Shutdown também tem ordem. O código que limpa algo precisa rodar depois que tudo que depende daquilo já terminou. O banco só deve fechar depois que os jobs que o usam terminarem, e para isso os jobs precisam ser drenados numa fase anterior. As fases separadas nos hooks de shutdown do framework não são enfeite - existem justamente para expressar essa ordem.
Código escrito defensivamente compra tempo. Se os hooks de shutdown não tivessem sido escritos para serem seguros mesmo chamados duas vezes, esse bug teria aparecido primeiro como um incidente de dados, não como um cheiro de log. Foi só porque os hooks foram escritos de forma idempotent, aguentando a execução dupla, que conseguimos encontrar o problema no log em vez de num incidente. Se os hooks tivessem sido escritos assumindo que rodariam uma única vez, a história teria sido bem pior.
Perguntas frequentes
Os hooks de ciclo de vida (onModuleDestroy, etc.) do meu app NestJS estão rodando duas vezes no shutdown.
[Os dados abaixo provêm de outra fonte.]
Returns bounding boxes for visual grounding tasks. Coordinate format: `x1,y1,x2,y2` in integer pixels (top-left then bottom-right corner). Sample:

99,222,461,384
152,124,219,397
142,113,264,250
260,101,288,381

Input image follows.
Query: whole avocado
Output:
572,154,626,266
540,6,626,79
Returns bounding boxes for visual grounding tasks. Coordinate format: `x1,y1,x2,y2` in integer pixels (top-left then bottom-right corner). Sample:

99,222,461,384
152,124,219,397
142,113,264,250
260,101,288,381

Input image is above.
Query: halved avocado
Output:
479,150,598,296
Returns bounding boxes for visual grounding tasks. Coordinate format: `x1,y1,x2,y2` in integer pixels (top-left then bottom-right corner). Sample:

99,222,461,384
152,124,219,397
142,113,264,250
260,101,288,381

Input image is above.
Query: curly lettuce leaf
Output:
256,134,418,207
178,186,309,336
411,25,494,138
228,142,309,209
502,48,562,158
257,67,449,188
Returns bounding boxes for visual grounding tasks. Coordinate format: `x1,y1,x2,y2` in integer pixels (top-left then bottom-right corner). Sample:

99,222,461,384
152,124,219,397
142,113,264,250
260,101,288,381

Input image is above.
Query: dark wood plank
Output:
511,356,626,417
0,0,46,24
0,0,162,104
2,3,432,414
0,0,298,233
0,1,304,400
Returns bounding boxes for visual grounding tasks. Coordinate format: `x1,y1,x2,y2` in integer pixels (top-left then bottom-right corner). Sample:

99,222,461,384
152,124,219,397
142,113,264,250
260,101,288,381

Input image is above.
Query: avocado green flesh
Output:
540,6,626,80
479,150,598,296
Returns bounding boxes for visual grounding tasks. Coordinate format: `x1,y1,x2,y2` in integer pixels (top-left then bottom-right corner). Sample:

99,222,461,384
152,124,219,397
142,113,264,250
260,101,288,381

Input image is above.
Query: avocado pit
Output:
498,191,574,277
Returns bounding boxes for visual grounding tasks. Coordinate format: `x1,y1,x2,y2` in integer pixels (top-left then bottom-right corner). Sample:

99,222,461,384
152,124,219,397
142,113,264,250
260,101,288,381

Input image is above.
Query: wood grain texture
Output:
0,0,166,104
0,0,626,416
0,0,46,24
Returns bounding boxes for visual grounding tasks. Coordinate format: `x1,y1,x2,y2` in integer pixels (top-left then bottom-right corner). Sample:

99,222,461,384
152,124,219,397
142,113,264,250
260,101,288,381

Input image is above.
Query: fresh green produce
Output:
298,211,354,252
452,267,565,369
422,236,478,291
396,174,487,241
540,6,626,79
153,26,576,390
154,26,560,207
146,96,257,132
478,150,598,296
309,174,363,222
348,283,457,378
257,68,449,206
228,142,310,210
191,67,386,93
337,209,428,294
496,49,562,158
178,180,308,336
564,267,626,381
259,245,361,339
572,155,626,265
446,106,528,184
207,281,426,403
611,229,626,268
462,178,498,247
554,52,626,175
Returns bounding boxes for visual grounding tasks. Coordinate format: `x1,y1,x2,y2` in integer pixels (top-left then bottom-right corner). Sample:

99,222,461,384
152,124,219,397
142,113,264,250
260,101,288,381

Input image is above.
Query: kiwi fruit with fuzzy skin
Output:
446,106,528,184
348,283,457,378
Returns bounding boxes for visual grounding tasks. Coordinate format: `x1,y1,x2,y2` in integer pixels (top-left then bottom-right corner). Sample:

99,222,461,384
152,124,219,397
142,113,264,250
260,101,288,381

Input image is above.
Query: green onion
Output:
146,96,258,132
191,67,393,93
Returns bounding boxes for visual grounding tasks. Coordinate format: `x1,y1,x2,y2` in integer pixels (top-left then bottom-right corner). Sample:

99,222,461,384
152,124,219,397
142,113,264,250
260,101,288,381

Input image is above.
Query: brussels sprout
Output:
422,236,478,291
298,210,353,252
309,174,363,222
Por quê?
É bem provável que haja dois donos tratando o SIGTERM. O app.enableShutdownHooks() faz o próprio Nest registrar os listeners de sinal de shutdown; se você também usa uma biblioteca de graceful shutdown (como o http-graceful-shutdown), ela também captura o SIGTERM e chama app.close() dentro do onShutdown. Como o Node chama todos os listeners registrados para um mesmo sinal, a sequência de shutdown acaba rodando duas vezes. A solução é deixar apenas um dos dois como dono do sinal.
Se eu uso uma biblioteca de graceful shutdown, não devo chamar o enableShutdownHooks()?
Se a biblioteca já chama app.close() dentro do callback onShutdown, o enableShutdownHooks() é redundante, porque o app.close() já executa todos os hooks do ciclo de vida. Um sinal só deve ter um dono. Deixando a biblioteca como dona do sinal e removendo o enableShutdownHooks(), os hooks passam a rodar uma única vez - e só depois que o dreno do HTTP termina.